Despite overall growth, many French ICT companies face structurally low margins, price pressure and an on-going consolidation process in the market.
- Further growth, but pressure on margins remains
- Wholesalers increasingly tap into the IT services segment
- Low insolvency level, but sudden business failures may occur
The value of the French ICT market amounted to about EUR 67 billion in 2016, with the share of the IT services segment (technology consulting, software and services) amounting to about 78% and the share of the hardware segment to 22%.
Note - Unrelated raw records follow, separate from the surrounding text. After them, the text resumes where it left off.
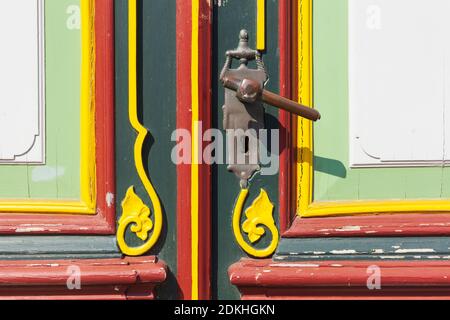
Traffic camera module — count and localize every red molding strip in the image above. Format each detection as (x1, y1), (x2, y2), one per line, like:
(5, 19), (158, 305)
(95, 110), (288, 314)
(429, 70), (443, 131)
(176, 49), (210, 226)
(229, 260), (450, 300)
(0, 0), (115, 235)
(283, 214), (450, 238)
(0, 257), (167, 300)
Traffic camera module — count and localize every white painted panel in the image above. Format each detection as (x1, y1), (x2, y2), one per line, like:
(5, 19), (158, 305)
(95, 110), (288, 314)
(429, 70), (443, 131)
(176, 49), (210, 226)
(0, 0), (45, 164)
(349, 0), (450, 167)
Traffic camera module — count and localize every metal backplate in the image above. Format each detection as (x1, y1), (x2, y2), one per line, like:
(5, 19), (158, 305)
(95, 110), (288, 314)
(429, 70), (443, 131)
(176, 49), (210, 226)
(221, 30), (267, 187)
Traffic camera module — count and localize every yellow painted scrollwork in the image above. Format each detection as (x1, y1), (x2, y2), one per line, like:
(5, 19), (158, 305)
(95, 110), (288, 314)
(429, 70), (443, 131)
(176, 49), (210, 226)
(117, 0), (163, 256)
(233, 189), (279, 258)
(117, 187), (159, 256)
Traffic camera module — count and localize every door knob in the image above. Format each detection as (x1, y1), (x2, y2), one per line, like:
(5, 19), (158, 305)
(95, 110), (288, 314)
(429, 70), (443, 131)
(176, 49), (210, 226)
(220, 30), (321, 188)
(222, 77), (321, 121)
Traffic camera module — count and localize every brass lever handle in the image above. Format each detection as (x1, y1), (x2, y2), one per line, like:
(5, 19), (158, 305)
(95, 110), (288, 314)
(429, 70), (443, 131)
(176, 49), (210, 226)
(222, 77), (321, 121)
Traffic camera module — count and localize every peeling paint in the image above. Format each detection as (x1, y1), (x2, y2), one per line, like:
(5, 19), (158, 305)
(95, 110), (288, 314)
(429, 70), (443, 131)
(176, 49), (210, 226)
(330, 250), (358, 255)
(395, 249), (436, 253)
(335, 226), (361, 232)
(31, 166), (66, 182)
(214, 0), (229, 7)
(106, 192), (114, 208)
(16, 227), (45, 233)
(270, 263), (320, 268)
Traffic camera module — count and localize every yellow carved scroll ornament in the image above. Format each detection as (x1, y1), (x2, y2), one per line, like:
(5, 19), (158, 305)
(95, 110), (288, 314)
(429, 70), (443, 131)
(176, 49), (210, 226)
(233, 189), (279, 258)
(117, 0), (163, 256)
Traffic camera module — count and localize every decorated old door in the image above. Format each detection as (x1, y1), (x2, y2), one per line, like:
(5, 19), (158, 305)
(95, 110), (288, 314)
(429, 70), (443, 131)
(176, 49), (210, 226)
(0, 0), (450, 299)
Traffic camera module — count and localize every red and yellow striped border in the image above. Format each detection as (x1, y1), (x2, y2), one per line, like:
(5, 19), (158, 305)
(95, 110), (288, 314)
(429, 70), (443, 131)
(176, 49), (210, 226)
(177, 0), (212, 300)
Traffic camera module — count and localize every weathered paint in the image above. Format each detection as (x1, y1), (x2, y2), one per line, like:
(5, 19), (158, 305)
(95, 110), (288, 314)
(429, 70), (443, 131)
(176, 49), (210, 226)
(229, 260), (450, 300)
(274, 237), (450, 261)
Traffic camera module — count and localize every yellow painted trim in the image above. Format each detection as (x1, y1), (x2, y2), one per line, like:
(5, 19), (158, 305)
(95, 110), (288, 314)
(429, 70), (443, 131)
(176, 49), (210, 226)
(297, 0), (450, 218)
(233, 189), (280, 258)
(191, 0), (201, 300)
(117, 0), (163, 256)
(256, 0), (266, 51)
(0, 0), (97, 215)
(297, 0), (313, 215)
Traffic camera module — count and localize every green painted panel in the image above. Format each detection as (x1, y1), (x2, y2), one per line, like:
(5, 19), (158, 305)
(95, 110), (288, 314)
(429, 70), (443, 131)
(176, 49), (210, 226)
(212, 0), (279, 299)
(0, 0), (81, 200)
(313, 0), (450, 201)
(115, 0), (178, 299)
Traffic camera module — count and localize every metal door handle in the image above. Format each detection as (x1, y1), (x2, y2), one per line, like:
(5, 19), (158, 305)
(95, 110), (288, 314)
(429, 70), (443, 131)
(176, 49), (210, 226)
(222, 77), (321, 121)
(220, 30), (320, 188)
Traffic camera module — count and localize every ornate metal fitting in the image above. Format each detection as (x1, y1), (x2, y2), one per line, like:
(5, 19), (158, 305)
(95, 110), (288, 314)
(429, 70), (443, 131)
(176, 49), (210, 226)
(220, 30), (268, 188)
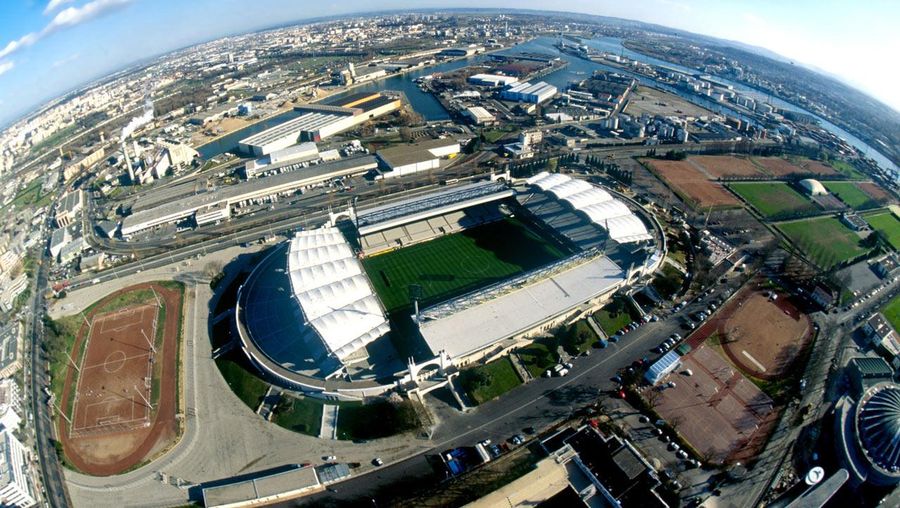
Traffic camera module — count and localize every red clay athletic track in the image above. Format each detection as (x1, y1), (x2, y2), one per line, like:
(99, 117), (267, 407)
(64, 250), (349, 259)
(57, 282), (182, 476)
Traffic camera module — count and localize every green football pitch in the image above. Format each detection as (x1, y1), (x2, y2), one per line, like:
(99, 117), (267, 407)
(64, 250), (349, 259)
(363, 219), (566, 312)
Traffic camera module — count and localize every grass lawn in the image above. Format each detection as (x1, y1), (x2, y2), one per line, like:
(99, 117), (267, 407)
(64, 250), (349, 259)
(12, 178), (50, 209)
(363, 219), (565, 312)
(338, 399), (419, 440)
(216, 350), (269, 411)
(459, 356), (522, 404)
(881, 296), (900, 330)
(594, 298), (636, 335)
(822, 182), (878, 210)
(560, 319), (600, 355)
(865, 212), (900, 250)
(272, 395), (326, 437)
(826, 160), (866, 182)
(730, 182), (818, 218)
(517, 339), (559, 377)
(778, 217), (868, 270)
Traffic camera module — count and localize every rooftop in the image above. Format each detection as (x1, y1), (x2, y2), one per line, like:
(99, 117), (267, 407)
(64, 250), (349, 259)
(419, 256), (625, 358)
(203, 467), (320, 507)
(287, 228), (390, 360)
(378, 138), (459, 168)
(122, 155), (378, 235)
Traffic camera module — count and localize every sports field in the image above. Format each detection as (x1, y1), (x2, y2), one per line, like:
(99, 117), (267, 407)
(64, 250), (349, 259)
(778, 217), (868, 270)
(642, 159), (739, 209)
(57, 282), (182, 476)
(730, 182), (818, 218)
(753, 157), (838, 177)
(691, 155), (765, 178)
(363, 219), (565, 312)
(865, 212), (900, 250)
(822, 182), (878, 210)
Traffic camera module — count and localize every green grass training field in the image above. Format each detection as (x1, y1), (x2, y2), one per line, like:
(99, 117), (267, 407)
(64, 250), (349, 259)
(778, 217), (868, 269)
(363, 219), (565, 312)
(822, 182), (878, 210)
(729, 182), (818, 217)
(865, 212), (900, 250)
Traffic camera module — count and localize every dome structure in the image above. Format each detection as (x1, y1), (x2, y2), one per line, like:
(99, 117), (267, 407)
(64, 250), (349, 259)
(856, 385), (900, 476)
(800, 178), (828, 196)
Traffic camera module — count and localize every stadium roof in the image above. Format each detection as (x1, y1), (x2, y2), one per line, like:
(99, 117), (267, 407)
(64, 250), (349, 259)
(419, 254), (625, 358)
(528, 171), (653, 243)
(287, 228), (390, 360)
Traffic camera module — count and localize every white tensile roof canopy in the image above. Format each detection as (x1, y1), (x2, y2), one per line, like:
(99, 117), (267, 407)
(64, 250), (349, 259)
(287, 228), (390, 360)
(527, 171), (653, 243)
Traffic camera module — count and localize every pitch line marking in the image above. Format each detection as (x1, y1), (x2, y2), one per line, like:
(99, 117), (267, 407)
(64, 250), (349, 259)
(741, 349), (766, 372)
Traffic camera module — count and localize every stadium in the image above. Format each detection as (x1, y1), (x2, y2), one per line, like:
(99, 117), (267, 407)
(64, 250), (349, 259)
(235, 173), (665, 397)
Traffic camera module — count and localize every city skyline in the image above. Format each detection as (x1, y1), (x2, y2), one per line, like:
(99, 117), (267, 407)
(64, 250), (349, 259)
(0, 0), (900, 124)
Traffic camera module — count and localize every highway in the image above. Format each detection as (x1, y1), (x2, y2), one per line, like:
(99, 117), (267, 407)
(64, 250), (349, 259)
(296, 283), (736, 506)
(26, 244), (70, 507)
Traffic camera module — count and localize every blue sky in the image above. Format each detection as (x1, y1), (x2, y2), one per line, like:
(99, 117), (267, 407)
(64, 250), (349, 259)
(0, 0), (900, 124)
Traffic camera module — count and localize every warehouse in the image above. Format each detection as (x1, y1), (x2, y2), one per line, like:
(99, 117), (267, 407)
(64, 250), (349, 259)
(377, 138), (460, 178)
(500, 81), (558, 104)
(244, 143), (319, 180)
(465, 106), (497, 125)
(122, 155), (378, 238)
(469, 74), (519, 86)
(238, 92), (402, 157)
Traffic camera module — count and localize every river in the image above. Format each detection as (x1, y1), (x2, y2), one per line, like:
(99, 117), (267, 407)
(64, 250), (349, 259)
(197, 37), (900, 172)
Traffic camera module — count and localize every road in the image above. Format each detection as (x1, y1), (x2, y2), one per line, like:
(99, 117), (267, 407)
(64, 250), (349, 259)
(298, 293), (736, 506)
(26, 244), (70, 507)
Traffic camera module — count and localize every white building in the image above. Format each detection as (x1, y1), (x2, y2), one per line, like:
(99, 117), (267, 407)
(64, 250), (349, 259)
(465, 106), (497, 125)
(377, 138), (460, 178)
(468, 74), (519, 86)
(500, 81), (559, 104)
(0, 429), (37, 508)
(54, 190), (84, 228)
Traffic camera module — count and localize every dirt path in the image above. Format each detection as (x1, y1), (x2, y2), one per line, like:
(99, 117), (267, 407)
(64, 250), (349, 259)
(57, 283), (183, 476)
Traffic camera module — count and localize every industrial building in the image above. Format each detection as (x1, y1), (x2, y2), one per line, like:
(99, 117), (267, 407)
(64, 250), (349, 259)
(54, 190), (84, 228)
(238, 92), (402, 157)
(119, 155), (378, 237)
(377, 138), (460, 178)
(500, 81), (559, 104)
(463, 106), (497, 125)
(467, 74), (519, 86)
(244, 142), (319, 180)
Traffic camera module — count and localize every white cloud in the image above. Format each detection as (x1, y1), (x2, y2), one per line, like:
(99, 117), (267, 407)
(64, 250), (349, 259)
(0, 32), (40, 58)
(44, 0), (73, 16)
(0, 0), (134, 58)
(0, 60), (16, 76)
(53, 53), (81, 69)
(41, 0), (134, 37)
The French smartphones market decreased in 2016 for the first time, with a 6% drop in volume due to a high equipment rate and lower renewals. However, the market grew 5% in value, driven by sales of top-range products with bigger screens. Sales of computers (-4% in volume) and tablets (-21% in volume) continued to decrease due to market saturation, competition from smartphones and hybrid products and a low renewal rate for tablets.
In 2017 the French IT services sector is expected to grow 3% after increasing 2.9% in 2016. IT services will remain the main driver of ICT market growth due to the development of IT externalisation and cloud computing, driving up demand for servers and IT consulting. SMACs (Social, Mobile and Analytics in the Cloud) and SaaS (Software as a Service) technologies are expected to record further high sales increases in 2017.
However, 2017 is expected to remain challenging for the hardware segment, given the highly competitive environment, price pressure and the on-going consolidation process in the market. Many smaller players face difficulties due to the potentially one-sided concentration of their customer (or supplier) portfolio and limited value added. IT hardware wholesalers increasingly try to move away from pure hardware selling, to offer more added value products and IT services in order to improve their profitability, as this offers higher revenues and better margins.
Despite overall growth, many French ICT wholesalers suffer from structurally low margins, with equity ratios often not exceeding 15%. That said small- and mid-cap players are rather resilient if they benefit from flexible cost structures, while large listed IT service groups benefit from a strong domestic market position.
We expect payment delays and insolvencies to remain low and generally stable in the coming months, and our underwriting position in the ICT segment remains generally open to neutral. Sudden business failures cannot be ruled out due to the challenging market conditions, and we have to take into account that the risks, especially for smaller ICT businesses, are still high: with limited equity bases they will struggle to absorb any further decline in margins in a market that is highly competitive and which requires ICT wholesalers to provide additional services.